Discriminant equations are an important class of Diophantine equations with close ties to algebraic number theory, Diophantine approximation and Diophantine geometry. This book is the first comprehensive account of discriminant equations and their applications. It brings together many aspects, including effective results over number fields, effective results over finitely generated domains, estimates on the number of solutions, applications to algebraic integers of given discriminant, power integral bases, canonical number systems, root separation of polynomials and reduction of hyperelliptic curves. The authors' previous title, Unit Equations in Diophantine Number Theory, laid the groundwork by presenting important results that are used as tools in the present book. This material is briefly summarized in the introductory chapters along with the necessary basic algebra and algebraic number theory, making the book accessible to experts and young researchers alike.

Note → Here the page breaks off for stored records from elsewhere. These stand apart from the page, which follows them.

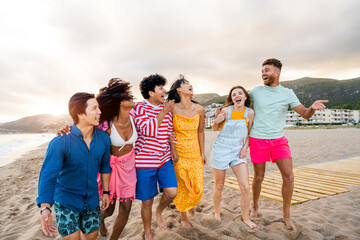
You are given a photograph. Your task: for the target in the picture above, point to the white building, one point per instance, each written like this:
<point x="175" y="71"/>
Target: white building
<point x="327" y="116"/>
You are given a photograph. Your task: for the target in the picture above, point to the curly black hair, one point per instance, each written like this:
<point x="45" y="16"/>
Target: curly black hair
<point x="149" y="83"/>
<point x="110" y="98"/>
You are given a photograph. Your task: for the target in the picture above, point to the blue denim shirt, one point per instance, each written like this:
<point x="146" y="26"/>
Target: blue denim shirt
<point x="69" y="171"/>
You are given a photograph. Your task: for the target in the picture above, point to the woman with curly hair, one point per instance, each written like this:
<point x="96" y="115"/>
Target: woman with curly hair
<point x="188" y="120"/>
<point x="115" y="102"/>
<point x="234" y="121"/>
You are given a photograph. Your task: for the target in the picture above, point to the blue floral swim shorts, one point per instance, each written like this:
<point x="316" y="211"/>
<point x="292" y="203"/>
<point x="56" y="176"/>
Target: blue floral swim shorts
<point x="69" y="222"/>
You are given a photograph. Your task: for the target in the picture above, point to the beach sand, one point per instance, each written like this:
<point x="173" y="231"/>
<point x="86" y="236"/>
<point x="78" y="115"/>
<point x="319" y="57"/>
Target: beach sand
<point x="332" y="217"/>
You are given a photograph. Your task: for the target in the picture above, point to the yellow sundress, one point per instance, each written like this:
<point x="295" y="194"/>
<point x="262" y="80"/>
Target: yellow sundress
<point x="189" y="169"/>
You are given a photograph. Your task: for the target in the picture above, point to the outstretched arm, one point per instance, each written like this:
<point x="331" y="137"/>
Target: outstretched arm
<point x="243" y="151"/>
<point x="308" y="112"/>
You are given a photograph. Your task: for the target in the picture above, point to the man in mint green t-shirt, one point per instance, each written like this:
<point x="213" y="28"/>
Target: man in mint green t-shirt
<point x="267" y="141"/>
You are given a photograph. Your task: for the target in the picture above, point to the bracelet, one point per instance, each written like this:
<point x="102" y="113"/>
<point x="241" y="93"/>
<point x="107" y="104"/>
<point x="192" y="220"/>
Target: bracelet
<point x="41" y="210"/>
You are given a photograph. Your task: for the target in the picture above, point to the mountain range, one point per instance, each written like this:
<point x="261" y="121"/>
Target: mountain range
<point x="338" y="92"/>
<point x="308" y="90"/>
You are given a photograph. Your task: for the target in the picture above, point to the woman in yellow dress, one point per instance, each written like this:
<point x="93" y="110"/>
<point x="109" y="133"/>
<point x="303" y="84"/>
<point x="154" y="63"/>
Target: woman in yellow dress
<point x="188" y="120"/>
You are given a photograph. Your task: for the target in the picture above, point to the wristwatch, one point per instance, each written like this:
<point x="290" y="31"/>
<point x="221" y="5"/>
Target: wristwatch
<point x="42" y="209"/>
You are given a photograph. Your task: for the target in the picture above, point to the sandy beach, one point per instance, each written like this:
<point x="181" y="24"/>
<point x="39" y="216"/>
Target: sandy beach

Preface; Summary; Part I. Preliminaries: 1. Finite étale algebras over fields; 2. Dedekind domains; 3. Algebraic number fields; 4. Tools from the theory of unit equations; Part II. Monic Polynomials and Integral Elements of Given Discriminant, Monogenic Orders: 5. Basic finiteness theorems; 6. Effective results over Z; 7. Algorithmic resolution of discriminant form and index form equations; 8. Effective results over the S-integers of a number field; 9. The number of solutions of discriminant equations; 10. Effective results over finitely generated domains; 11. Further applications; Part III. Binary Forms of Given Discriminant: 12. A brief overview of the basic finiteness theorems; 13. Reduction theory of binary forms; 14. Effective results for binary forms of given discriminant; 15. Semi-effective results for binary forms of given discriminant; 16. Invariant orders of binary forms; 17. On the number of equivalence classes of binary forms of given discriminant; 18. Further applications; Glossary of frequently used notation; References; Index.

Jan-Hendrik Evertse works in the Mathematical Institute at Leiden University. His research concentrates on Diophantine approximation and applications to Diophantine problems. In this area he has obtained some influential results, in particular on estimates for the numbers of solutions of Diophantine equations and inequalities.
Kálmán Győry is Professor Emeritus at the University of Debrecen, a member of the Hungarian Academy of Sciences and a well-known researcher in Diophantine number theory. Over his career he has obtained several significant and pioneering results, among others on unit equations and decomposable form equations, and their various applications. Győry is also the founder and leader of the Number Theory Research Group in Debrecen, which consists of his former students and their descendants.